Bobigny : des traces au lieu de mémoire
Sous-titre
Par Thomas Fontaine - Historien, commissaire de l’exposition de préfiguration de l’ancienne gare de déportation de Bobigny
Depuis plusieurs années, la ville de Bobigny souhaite valoriser le site de l’ancienne gare de déportation à travers un programme d’aménagement paysager et scénographique. L’ambition du projet est de révéler un lieu d’histoire et de mémoire peu connu du grand public en préservant sa topographie d’origine et en l’inscrivant dans son paysage urbain.
Dessin de la gare de Bobigny. © E. Martin/Ville de Bobigny
À l’origine une banale gare de la Grande ceinture de la région parisienne, inscrite dans un paysage fait surtout de petits pavillons et de parcelles agricoles..., une petite gare de banlieue parisienne devenue à partir de juillet 1943 et jusqu’en août 1944 le lieu de départ en déportation, en 21 convois, de plus de 22 500 Juifs de France sortis du camp de Drancy, situé non loin. Comme le raconte Ida Grinspan dans son témoignage de déportation, elle qui partit pour Auschwitz-Birkenau depuis la gare de Bobigny le 10 février 1944, cette "petite gare vieillotte" fut pour beaucoup de victimes la "dernière vision d’un monde civilisé".
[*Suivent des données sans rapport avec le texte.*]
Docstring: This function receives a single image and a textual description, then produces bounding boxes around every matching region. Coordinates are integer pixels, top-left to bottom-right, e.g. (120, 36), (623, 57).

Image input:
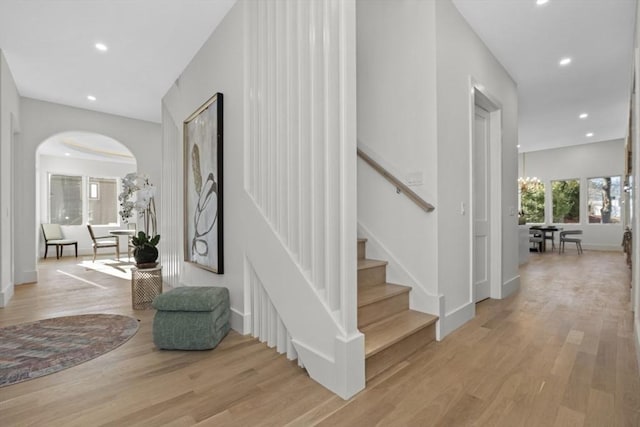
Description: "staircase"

(358, 239), (438, 381)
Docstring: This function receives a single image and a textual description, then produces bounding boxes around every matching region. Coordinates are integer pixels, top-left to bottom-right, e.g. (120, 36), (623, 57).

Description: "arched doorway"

(35, 131), (137, 258)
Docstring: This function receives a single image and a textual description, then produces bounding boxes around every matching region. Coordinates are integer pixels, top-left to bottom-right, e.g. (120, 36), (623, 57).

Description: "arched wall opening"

(35, 131), (137, 258)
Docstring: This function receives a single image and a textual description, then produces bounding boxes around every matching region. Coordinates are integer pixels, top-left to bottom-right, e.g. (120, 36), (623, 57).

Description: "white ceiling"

(0, 0), (235, 123)
(453, 0), (636, 152)
(38, 131), (136, 165)
(0, 0), (636, 157)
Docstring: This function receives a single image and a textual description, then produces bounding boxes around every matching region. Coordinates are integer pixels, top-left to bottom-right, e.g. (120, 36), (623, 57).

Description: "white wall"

(162, 0), (364, 397)
(13, 98), (160, 290)
(631, 2), (640, 372)
(160, 0), (248, 324)
(36, 155), (136, 257)
(435, 0), (519, 331)
(357, 0), (519, 338)
(356, 0), (439, 315)
(518, 139), (625, 251)
(0, 50), (21, 307)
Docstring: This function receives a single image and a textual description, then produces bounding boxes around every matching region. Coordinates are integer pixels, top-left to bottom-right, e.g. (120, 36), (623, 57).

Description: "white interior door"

(472, 105), (491, 302)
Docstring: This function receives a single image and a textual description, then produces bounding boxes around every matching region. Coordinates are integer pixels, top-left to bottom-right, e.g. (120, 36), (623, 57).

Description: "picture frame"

(183, 93), (224, 274)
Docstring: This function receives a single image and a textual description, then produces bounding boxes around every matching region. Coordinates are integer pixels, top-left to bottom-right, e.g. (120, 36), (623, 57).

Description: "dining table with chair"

(529, 225), (562, 252)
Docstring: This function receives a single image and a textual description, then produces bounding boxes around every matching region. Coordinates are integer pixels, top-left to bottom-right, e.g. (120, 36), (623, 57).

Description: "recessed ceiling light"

(559, 57), (571, 67)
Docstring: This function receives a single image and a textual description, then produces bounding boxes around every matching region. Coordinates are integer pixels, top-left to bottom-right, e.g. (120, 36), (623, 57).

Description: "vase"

(133, 246), (158, 268)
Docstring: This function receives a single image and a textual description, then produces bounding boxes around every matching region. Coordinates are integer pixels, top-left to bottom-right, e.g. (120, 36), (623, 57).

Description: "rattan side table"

(131, 265), (162, 310)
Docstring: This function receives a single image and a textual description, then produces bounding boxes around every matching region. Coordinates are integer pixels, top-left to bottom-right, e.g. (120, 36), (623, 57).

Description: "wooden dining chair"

(559, 230), (583, 255)
(40, 224), (78, 259)
(87, 224), (120, 262)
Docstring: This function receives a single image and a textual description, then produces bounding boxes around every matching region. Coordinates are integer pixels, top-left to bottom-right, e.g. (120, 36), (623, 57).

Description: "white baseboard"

(291, 333), (365, 400)
(584, 243), (623, 253)
(0, 283), (14, 308)
(231, 307), (251, 335)
(439, 301), (476, 339)
(15, 270), (38, 285)
(500, 275), (520, 298)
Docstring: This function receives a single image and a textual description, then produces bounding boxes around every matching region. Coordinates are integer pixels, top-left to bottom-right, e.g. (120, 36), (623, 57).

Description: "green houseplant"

(118, 173), (160, 268)
(131, 231), (160, 267)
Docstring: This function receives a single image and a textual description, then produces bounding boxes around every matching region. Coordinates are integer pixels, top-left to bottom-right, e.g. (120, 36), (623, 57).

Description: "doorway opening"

(470, 84), (502, 302)
(36, 131), (137, 278)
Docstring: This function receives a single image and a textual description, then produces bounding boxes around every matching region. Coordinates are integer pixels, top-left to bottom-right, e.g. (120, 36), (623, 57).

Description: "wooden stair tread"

(358, 258), (388, 270)
(360, 310), (438, 358)
(358, 283), (411, 307)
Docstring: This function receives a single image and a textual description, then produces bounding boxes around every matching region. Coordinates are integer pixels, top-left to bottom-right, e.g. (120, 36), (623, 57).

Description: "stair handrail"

(358, 148), (436, 212)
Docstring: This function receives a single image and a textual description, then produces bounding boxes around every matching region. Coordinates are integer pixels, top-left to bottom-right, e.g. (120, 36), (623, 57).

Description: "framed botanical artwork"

(184, 93), (224, 273)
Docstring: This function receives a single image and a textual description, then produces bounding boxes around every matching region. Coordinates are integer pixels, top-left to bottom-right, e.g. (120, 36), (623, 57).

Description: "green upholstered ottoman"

(152, 286), (230, 350)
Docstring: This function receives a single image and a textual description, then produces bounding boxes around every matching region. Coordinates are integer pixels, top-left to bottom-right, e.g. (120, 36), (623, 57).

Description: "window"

(551, 179), (580, 224)
(587, 176), (620, 224)
(49, 175), (82, 225)
(49, 174), (118, 225)
(518, 178), (544, 223)
(87, 178), (118, 225)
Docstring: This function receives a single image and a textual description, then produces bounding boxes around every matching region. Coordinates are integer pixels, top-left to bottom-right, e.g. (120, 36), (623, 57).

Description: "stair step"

(358, 258), (388, 287)
(358, 283), (411, 328)
(358, 237), (367, 259)
(361, 310), (438, 380)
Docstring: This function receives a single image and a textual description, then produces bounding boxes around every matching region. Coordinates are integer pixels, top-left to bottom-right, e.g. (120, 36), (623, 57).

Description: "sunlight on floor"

(78, 258), (135, 280)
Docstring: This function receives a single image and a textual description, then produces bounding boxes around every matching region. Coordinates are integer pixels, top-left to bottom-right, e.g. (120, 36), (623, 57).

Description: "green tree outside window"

(551, 179), (580, 224)
(518, 178), (544, 223)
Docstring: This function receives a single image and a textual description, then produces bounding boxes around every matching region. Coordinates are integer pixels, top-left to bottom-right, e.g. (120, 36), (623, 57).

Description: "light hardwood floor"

(0, 251), (640, 426)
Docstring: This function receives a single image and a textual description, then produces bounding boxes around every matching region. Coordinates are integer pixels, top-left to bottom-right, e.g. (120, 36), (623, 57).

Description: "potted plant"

(131, 231), (160, 268)
(118, 173), (160, 268)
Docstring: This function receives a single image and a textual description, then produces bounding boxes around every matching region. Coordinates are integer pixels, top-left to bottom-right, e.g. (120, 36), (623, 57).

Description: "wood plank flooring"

(0, 251), (640, 427)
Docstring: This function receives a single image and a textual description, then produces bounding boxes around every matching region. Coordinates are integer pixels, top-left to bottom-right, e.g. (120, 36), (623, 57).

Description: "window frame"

(585, 174), (624, 226)
(549, 178), (583, 225)
(46, 171), (122, 227)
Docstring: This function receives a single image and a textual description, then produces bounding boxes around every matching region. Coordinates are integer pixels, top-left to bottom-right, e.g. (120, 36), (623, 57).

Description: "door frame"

(469, 77), (503, 304)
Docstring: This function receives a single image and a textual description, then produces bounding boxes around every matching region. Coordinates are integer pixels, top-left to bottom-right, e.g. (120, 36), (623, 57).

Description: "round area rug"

(0, 314), (138, 387)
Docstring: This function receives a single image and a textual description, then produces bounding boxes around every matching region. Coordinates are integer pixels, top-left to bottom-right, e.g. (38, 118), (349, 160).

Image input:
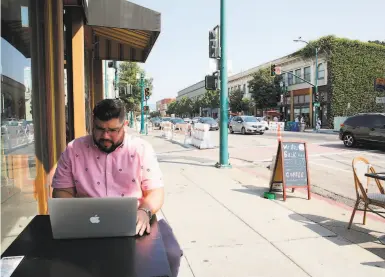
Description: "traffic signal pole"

(216, 0), (230, 168)
(313, 47), (320, 129)
(140, 73), (145, 134)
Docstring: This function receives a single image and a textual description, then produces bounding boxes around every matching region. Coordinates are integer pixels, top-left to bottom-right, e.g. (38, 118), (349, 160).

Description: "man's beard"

(93, 137), (123, 153)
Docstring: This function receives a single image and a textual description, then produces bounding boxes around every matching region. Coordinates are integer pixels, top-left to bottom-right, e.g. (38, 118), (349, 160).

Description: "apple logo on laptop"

(90, 214), (100, 224)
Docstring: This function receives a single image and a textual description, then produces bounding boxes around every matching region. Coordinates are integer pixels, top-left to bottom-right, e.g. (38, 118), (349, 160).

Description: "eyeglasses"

(94, 124), (124, 136)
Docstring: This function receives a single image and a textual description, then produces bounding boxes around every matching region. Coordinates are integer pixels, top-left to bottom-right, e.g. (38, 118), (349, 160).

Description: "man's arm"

(52, 146), (76, 198)
(139, 187), (164, 214)
(136, 140), (164, 235)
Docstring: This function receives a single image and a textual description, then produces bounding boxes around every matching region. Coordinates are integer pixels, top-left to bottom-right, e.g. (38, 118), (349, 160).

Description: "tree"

(229, 89), (244, 112)
(249, 68), (282, 109)
(177, 97), (193, 116)
(202, 90), (219, 109)
(118, 62), (153, 111)
(368, 40), (385, 46)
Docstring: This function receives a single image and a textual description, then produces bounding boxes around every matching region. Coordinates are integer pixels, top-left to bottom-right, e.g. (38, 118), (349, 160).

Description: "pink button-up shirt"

(52, 134), (163, 202)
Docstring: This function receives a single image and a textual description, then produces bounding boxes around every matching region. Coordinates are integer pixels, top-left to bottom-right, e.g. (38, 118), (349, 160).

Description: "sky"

(130, 0), (385, 104)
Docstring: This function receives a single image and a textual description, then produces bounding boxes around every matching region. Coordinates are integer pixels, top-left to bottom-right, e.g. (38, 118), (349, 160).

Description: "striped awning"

(86, 0), (161, 62)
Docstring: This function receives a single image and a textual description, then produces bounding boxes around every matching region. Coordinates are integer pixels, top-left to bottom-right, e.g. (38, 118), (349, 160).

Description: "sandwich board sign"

(269, 141), (311, 201)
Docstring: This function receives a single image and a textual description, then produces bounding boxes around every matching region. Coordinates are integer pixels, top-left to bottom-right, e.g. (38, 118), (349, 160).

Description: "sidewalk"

(137, 133), (385, 277)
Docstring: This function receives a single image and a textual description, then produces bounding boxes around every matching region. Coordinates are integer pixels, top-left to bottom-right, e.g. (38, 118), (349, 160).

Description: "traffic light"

(209, 28), (219, 59)
(205, 75), (218, 90)
(270, 64), (275, 76)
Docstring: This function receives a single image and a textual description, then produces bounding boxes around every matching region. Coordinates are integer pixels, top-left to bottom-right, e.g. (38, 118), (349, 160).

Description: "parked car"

(199, 117), (219, 131)
(229, 116), (265, 135)
(170, 117), (186, 130)
(257, 117), (269, 131)
(192, 116), (200, 124)
(339, 113), (385, 147)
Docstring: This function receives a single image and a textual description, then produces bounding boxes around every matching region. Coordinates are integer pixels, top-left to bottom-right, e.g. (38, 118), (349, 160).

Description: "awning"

(86, 0), (161, 62)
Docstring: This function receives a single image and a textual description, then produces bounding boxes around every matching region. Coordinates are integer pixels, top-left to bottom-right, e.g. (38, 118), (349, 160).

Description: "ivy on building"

(292, 36), (385, 125)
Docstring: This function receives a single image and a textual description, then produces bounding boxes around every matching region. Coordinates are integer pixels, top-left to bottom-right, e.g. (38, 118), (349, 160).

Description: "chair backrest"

(352, 157), (384, 200)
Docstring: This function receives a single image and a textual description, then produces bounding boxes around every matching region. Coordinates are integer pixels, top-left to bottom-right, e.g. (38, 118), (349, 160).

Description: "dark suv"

(340, 113), (385, 147)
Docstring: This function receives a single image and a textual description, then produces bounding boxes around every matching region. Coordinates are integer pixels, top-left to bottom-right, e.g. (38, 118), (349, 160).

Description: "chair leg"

(362, 203), (368, 225)
(348, 199), (360, 229)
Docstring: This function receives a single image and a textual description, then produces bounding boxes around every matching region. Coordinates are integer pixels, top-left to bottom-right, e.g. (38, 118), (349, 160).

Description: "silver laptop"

(48, 197), (138, 239)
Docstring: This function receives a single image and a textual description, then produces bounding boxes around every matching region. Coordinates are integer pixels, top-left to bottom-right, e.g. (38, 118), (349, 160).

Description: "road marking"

(309, 161), (353, 173)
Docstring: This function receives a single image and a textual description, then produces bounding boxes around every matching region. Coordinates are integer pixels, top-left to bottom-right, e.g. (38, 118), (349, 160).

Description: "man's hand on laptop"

(136, 210), (151, 236)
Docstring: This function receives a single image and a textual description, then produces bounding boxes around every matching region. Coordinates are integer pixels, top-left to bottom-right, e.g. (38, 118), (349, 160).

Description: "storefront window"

(0, 1), (37, 251)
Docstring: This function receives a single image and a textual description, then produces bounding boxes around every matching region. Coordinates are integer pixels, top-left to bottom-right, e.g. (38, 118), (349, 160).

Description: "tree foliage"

(249, 68), (282, 109)
(201, 90), (219, 109)
(296, 36), (385, 126)
(118, 62), (153, 111)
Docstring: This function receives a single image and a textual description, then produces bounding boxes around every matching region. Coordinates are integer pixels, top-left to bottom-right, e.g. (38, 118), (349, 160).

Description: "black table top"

(1, 215), (171, 277)
(365, 172), (385, 181)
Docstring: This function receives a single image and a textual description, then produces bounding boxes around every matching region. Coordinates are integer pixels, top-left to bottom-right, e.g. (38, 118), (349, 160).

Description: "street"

(152, 127), (385, 206)
(133, 130), (385, 277)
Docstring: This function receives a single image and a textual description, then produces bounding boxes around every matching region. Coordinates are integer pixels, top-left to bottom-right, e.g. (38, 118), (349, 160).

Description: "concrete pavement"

(151, 125), (385, 206)
(136, 130), (385, 277)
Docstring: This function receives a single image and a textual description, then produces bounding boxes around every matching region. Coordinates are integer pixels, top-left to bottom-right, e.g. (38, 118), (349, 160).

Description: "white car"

(229, 116), (265, 135)
(256, 117), (269, 131)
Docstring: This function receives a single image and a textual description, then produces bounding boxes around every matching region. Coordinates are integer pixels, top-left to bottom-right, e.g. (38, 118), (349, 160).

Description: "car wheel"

(343, 134), (356, 147)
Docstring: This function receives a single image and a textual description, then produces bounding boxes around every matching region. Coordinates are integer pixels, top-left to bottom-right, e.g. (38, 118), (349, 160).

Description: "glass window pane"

(0, 1), (37, 251)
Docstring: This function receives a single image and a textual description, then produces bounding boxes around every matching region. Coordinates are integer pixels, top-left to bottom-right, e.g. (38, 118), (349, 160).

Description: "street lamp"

(293, 37), (320, 127)
(136, 73), (145, 134)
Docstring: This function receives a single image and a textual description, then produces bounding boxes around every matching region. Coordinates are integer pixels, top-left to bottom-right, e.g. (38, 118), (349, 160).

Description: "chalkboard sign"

(281, 142), (307, 186)
(270, 141), (311, 200)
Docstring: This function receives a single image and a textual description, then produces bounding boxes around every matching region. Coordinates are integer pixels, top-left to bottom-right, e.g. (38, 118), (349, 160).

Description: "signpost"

(269, 141), (311, 201)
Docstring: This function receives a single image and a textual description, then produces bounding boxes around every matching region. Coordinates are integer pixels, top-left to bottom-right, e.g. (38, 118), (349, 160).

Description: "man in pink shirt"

(52, 99), (182, 276)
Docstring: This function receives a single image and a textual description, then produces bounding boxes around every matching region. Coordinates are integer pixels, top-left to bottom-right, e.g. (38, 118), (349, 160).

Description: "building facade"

(0, 0), (161, 251)
(156, 98), (175, 116)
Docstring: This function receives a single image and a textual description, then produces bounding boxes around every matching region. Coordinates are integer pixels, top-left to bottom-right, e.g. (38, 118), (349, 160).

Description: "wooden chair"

(348, 157), (385, 229)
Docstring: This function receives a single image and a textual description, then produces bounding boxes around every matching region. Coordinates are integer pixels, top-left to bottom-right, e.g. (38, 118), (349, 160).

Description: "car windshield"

(243, 116), (258, 122)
D’UNE GARE DE LA GRANDE CEINTURE À UNE GARE DE DÉPORTATION
Le premier regard est sans doute celui que l’on porte au bâtiment des voyageurs construit en 1928, sur un modèle architectural d’inspiration rationaliste emprunté aux gares de la ligne de Saintes à Royan, en Charente-Maritime. Un bâtiment qui n’accueille les usagers de la ligne que jusqu’en mai 1939, date de sa fermeture, pour cause d’un trafic insuffisant. L’édifice sert ensuite à loger les cheminots de la gare de marchandises, car un site industriel reste en fonctionnement pendant toute l’Occupation.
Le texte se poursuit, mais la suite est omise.